Diabetic Foot Ulcers Clinical Trial
Official title:
Open Label Pharmacokinetic Study of Granexin® Gel in Patients With Diabetic Foot Ulcers
The purpose of this study is to determine the systemic exposure of Granexin® gel after topical application to human subjects' diabetic foot ulcers.
The objective of this study is to ascertain the systemic exposure of the active ingredient in
Granexin® gel (aCT1 peptide) after topical application to diabetic foot ulcers using
pharmacokinetic analysis. It is planned that a total of 16 patients with diabetic foot ulcers
will receive Granexin® gel treatment plus standard of care in this one arm study. The study
includes a screening period (1 week) and a treatment period (1 week) which occur sequentially
for a given patient. The baseline day, which demarcates the beginning of the treatment
period, is the designated as Day 0. Screening procedures are initially conducted on Day -7.
A target foot ulcer is identified at screening and patient eligibility is confirmed at
screening and then again at the beginning of the Day 0 (baseline) visit. A patient enrolled
in the study may have multiple ulcers on the same or either foot; in this case, all ulcers
will be treated with Granexin® gel, but only ulcer(s) meeting the following criteria will be
designated as the target ulcer(s) and will determine eligibility: >4cm2 in post debridement
of at least 4 weeks duration.
The treatment period for a given patient begins on Day 0 and ends one week later; the last
scheduled day of the treatment period is designated as Day 7. During the treatment period,
each patient is scheduled to receive topical treatment with study drug gel (3 applications
total) administered by study staff at scheduled study site visits at each of the following
time points: Day 0, Day 3, and Day 7. All patients, regardless of treatment assignment, also
receive standard-of-care treatment at scheduled study visits during the treatment period.

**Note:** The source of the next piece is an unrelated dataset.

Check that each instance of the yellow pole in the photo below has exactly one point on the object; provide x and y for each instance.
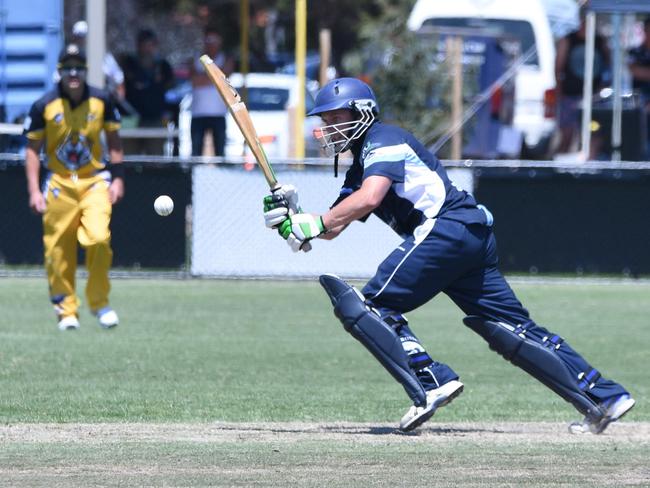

Study drug pre-application blood samples will be collected from each patient at Day 0, Day 3,
and Day 7. Study drug post-application blood samples will be collected at Day 0 and Day 7 at
time points specified in the protocol. These blood samples will be shipped to a designated
laboratory for pharmacokinetic analysis.
Safety will be assessed during the treatment period by monitoring adverse events, measuring
vital signs at each visit, performing physical examinations, electrocardiograms (ECG), as
well as pharmacokinetic (PK) blood analysis.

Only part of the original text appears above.